At 19 years old, Kris Freeman had just left a full scholarship for cross-country skiing at the University of Vermont to train for his first Olympic games when he was diagnosed with Type 1 diabetes and told he’d never compete at the Olympic level.
More than 15 years later, Freeman has competed in more than 200 professional races, including four Winter Olympics.
“It’s a hard thing to go through, but I never let it stop me from what I had to do, and I overcame it,” he said.
Each summer, Freeman travels to different camps across the country with Eli Lilly and Company, sharing his story with children living with Type 1 diabetes and encouraging them to not let the disease keep them from dreaming.
Last week, he visited Camp Bluebonnet, a diabetes summer camp for children in Central Texas, held at Peaceable Kingdom Retreat for Children in Killeen.
“I think a lot of obstacles are ones that misinformed people put in front of kids. They say, ‘You can’t do this because you have diabetes,’ and that’s never true,” Freeman said.
“I’m not telling these kids to go out and do stuff without taking care of themselves. Taking care of themselves is the first part, but do that, then nothing has to stand in their way.”
For recent Copperas Cove High School graduate Cassidy Lapierre, 17, Type 1 diabetes is a normal part of life.
Lapierre was diagnosed before the age of 2.
“It’s just kind of another part of my day I have to do, like eating, sleeping and brushing my teeth,” she said.
Despite the daily hassle, Lapierre participated in the marching band at school, and said she never lets diabetes keep her from pursuing anything.
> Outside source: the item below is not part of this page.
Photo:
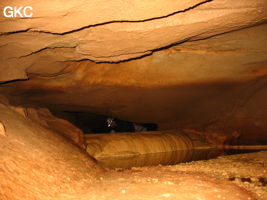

She plans to attend Texas State University this fall, and hopes to be a screenwriter one day.
For Lapierre and the other campers, a week together each summer reminds them they aren’t alone. The camp is staffed by a volunteer committee, committed to encouraging the kids to keep going.
“Diabetes is challenging, and it’s relentless. You never get a break. You have to deal with it 24/7. These kids get tired of it, and they get frustrated with it, and a lot of them give up,” said Amy Wallquist, volunteer president of Children’s Diabetes Camp of Central Texas, the nonprofit foundation that funds Camp Bluebonnet.
“That’s why it’s really important to have camps like this, in general. It’s kind of like a booster shot,” she added.
Dr. Matthew Stephen, pediatric endocrinologist at McLane Children’s Hospital in Temple and medical director at Camp Bluebonnet, knows from personal experience what it’s like to be a kid with Type 1 diabetes.
Stephen was diagnosed at age 8, and said the disease is life-changing for children, as well as their families.
“Kids are used to a life that’s pretty care-free, but whenever diabetes enters the picture, you have to be a whole lot more attentive to their needs. Our goals when we take care of children with diabetes are to try to limit the impact of diabetes on them and their families,” he said.
Despite all of the challenges, Stephen is hopeful about the future for children with Type 1 diabetes.
“It’s not by any means easy, but certainly it’s doable, and certainly the care and technology that we have really allow a lot of people to live healthy, full, productive lives,” he said.